LA RESPONSABILITA’ DEL SOCIO CESSATO
L’art. 2290 stabilisce che “nei casi in cui il rapporto sociale si scioglie limitatamente a un
socio, questi o i suoi eredi sono responsabili verso i terzi per le obbligazioni sociali fino al
giorno in cui si verifica lo scioglimento. Lo scioglimento dev’essere portato a conoscenza
dei terzi con mezzi idonei; in mancanza, non è opponibile ai terzi che lo hanno senza colpa
ignorato. La responsabilità del socio cessato non è diversa da quella preesistente allo
scioglimento, sia con riguardo al contenuto, sia con riguardo all’esistenza delle condizioni
in presenza delle quali la responsabilità potrà essere fatta valere. Il mancato
adempimento degli oneri pubblicitari comporta che il socio cessato verrà dai terzi ritenuto
responsabile anche per le obbligazioni sociali sorte dopo lo scioglimento del vincolo
sociale, a meno che non provi che i terzi conoscevano l’avvenuto scioglimento del vincolo
particolare o, comunque, avrebbero potuto e dovuto conoscerlo usando l’ordinaria
diligenza.
L’ESTINZIONE E LA PROROGA DELLA SOCIETA’
L’estinzione della società avviene inseguito al compiersi di una fattispecie a formazione
successiva composta di due fasi distinte: il verificarsi di una causa di scioglimento e
l’esaurirsi del procedimento di liquidazione.
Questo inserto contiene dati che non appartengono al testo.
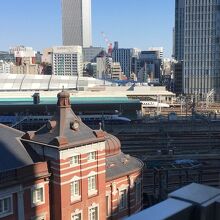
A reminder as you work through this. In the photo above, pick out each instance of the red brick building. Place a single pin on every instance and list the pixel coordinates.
(68, 171)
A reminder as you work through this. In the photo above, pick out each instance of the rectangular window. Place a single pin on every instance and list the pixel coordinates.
(75, 190)
(108, 206)
(138, 192)
(93, 213)
(123, 199)
(74, 160)
(5, 206)
(92, 183)
(37, 195)
(77, 216)
(92, 156)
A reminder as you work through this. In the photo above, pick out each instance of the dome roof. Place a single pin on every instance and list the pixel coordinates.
(112, 145)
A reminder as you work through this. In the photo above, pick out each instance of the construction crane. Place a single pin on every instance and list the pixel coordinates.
(109, 44)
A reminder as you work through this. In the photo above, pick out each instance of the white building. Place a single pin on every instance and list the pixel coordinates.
(117, 73)
(76, 22)
(67, 60)
(23, 52)
(124, 57)
(102, 63)
(5, 67)
(159, 49)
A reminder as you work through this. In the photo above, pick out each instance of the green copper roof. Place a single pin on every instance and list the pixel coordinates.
(74, 100)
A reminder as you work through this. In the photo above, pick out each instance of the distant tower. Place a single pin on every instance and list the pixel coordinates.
(76, 23)
(197, 43)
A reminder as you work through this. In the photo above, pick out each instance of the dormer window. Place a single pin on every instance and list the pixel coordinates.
(92, 156)
(74, 160)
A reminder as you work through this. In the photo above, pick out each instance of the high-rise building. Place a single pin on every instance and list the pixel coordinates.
(197, 41)
(124, 57)
(159, 50)
(178, 49)
(67, 60)
(91, 53)
(76, 23)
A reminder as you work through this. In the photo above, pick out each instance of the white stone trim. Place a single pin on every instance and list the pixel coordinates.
(65, 154)
(35, 187)
(69, 181)
(10, 196)
(77, 211)
(94, 205)
(82, 164)
(77, 171)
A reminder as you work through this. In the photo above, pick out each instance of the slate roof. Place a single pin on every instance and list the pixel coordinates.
(120, 165)
(13, 154)
(196, 193)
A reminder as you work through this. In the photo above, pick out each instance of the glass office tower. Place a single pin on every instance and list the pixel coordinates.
(76, 23)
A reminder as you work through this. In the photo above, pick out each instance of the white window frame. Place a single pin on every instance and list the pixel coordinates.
(33, 189)
(10, 211)
(75, 197)
(76, 212)
(138, 195)
(123, 191)
(93, 206)
(91, 177)
(72, 160)
(39, 217)
(91, 156)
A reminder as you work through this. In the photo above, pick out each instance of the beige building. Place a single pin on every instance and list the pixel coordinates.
(27, 69)
(117, 73)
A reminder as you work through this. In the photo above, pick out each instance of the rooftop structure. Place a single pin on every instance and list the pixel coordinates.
(73, 172)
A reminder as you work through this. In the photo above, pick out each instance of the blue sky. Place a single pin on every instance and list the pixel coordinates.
(134, 23)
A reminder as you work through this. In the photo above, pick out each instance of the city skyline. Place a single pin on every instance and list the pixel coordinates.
(40, 27)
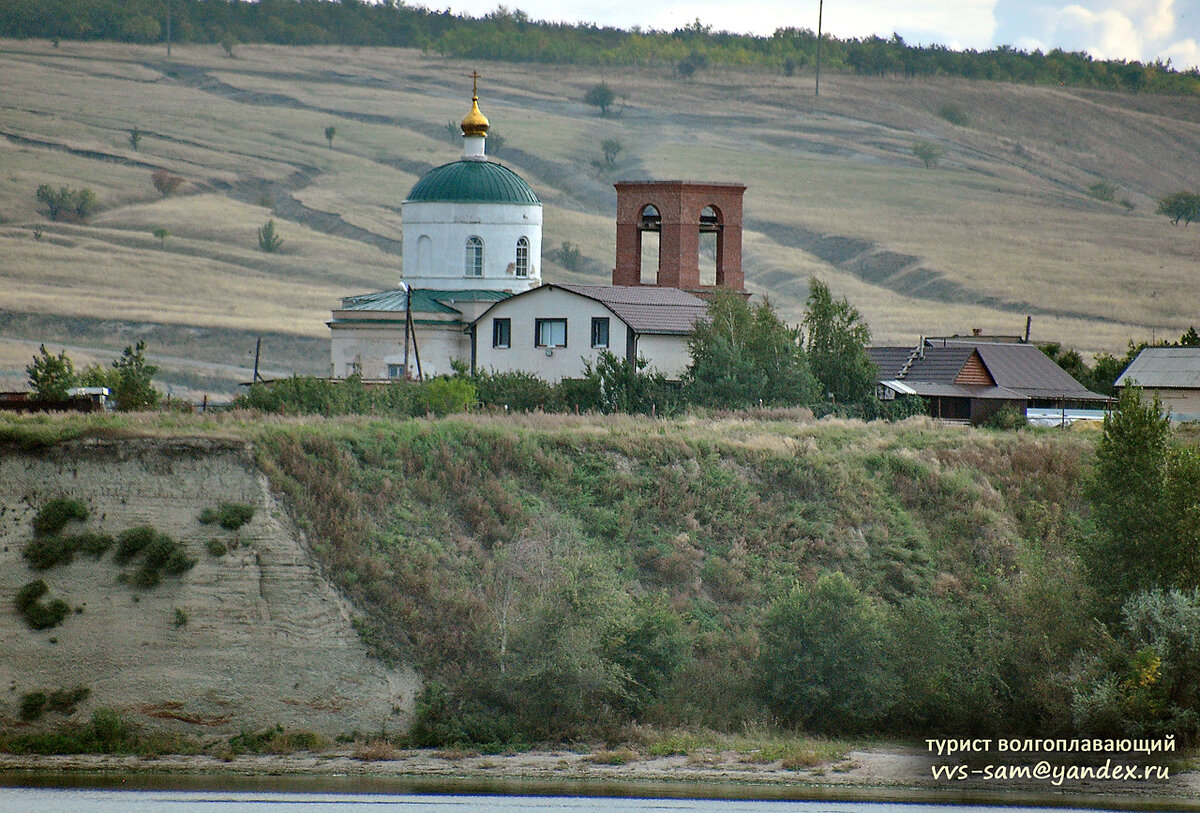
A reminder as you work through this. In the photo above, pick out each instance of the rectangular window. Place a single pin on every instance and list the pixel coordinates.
(550, 332)
(502, 332)
(600, 331)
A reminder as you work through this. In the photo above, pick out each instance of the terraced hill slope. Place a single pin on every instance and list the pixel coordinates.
(1002, 228)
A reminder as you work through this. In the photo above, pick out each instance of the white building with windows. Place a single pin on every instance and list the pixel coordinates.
(557, 329)
(472, 236)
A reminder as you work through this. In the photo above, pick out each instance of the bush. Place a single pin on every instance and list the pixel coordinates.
(1102, 191)
(65, 700)
(132, 542)
(443, 396)
(519, 390)
(822, 661)
(268, 240)
(231, 516)
(47, 552)
(94, 544)
(57, 513)
(33, 704)
(165, 182)
(160, 554)
(39, 614)
(600, 96)
(954, 114)
(929, 152)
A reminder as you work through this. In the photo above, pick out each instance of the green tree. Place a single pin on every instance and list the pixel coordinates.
(165, 182)
(744, 355)
(51, 375)
(615, 385)
(1128, 548)
(822, 658)
(837, 345)
(67, 204)
(1180, 206)
(611, 149)
(268, 240)
(133, 380)
(600, 96)
(929, 152)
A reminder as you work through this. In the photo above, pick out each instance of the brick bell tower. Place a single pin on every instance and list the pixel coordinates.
(679, 211)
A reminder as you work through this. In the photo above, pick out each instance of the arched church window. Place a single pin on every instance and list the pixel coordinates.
(522, 257)
(474, 257)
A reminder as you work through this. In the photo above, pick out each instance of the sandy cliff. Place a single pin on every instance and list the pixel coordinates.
(267, 639)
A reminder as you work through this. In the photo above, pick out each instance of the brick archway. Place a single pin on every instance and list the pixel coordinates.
(681, 205)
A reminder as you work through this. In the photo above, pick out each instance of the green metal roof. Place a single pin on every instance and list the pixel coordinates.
(472, 181)
(424, 300)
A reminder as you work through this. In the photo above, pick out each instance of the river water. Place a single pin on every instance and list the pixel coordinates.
(106, 800)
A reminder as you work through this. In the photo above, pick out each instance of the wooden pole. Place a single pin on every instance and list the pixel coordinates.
(408, 325)
(820, 16)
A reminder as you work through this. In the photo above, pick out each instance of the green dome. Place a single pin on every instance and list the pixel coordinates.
(472, 181)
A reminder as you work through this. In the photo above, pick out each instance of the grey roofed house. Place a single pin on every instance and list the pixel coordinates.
(556, 329)
(967, 380)
(1170, 373)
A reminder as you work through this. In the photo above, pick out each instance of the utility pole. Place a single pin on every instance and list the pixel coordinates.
(820, 14)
L’art. 2272 stabilisce che la società si scioglie
per il decorso del termine, per il conseguimento dell’oggetto sociale o per la sopravvenuta
impossibilità di conseguirlo, per la volontà dei soci, per venir meno della pluralità dei soci
se questa non si ricostituisce entro sei mei e per le altre cause eventualmente previste nel
contratto sociale. Tutte le cause di scioglimento operano di diritto, nel senso che operano
senza che sia necessario un previo accertamento con valore costitutivo, vuoi negoziale,
vuoi giudiziale. Il verificarsi di una causa di scioglimento non produce la morte della
società ma solo una serie di effetti preliminari e funzionali al momento estintivo: implica
il mutamento dello scopo della società, perché allo scopo di esercizio dell’attività
d’impresa si sostituisce quello di liquidare il patrimonio e comporta il divieto per gli
amministratori di intraprendere nuovi affari. Al verificarsi di una causa di scioglimento, la
società entra in stato di liquidazione, il quale implica il dissolvimento di un patrimonio
autonomo. Per quanto più in particolare riguarda il procedimento formale di liquidazione
esso comporta la nomina dei liquidatori, che sostituiscono gli amministratori nella
gestione liquidativa del patrimonio sociale e si compone di quattro fasi, e cioè la redazione
dell’inventario, la monetizzazione dell’attivo, il pagamento delle passività sociali e la
redazione del bilancio finale di liquidazione e del piano di riparto. Compito dei liquidatori
è un facere teso a realizzare la funzione stessa del procedimento. A questi poteri, che essi
possono esercitare anche disgiuntamente, si affiancano sia il potere di rappresentanza
sostanziale e processuale della società, sia i doveri e gli obblighi come quelli di prendere
in consegna i beni sociali redigendo l’inventario, di non intraprendere nuove operazioni,
di non ripartire tra i soci i beni sociali finchè non siano stati pagati i creditori sociali, di
restituire ai soci i beni conferiti in godimento. Estinti i debiti sociali, occorre ripartire
l’attivo residuo fra i soci. L’approvazione del rendiconto finale libera i liquidatori di fronte
ai soci e segna la fine della liquidazione. Nei limiti in cui la si ammetta, la liquidazione è
revocabile con la eliminazione della causa di scioglimento da adottarsi con il consenso di
tutti i soci. La fissazione di un termine di durata della società non è indispensabile. Nel
caso in cui il contratto sociale contenga tale elemento, nulla esclude che prima della
scadenza i soci possano fissare un altro termine di durata, prorogando espressamente la
società. La disciplina positiva prevede anche la proroga tacita, la quale si ha “quando,
decorso il tempo per cui fu contratta, i soci continuano a compire le operazioni sociali”.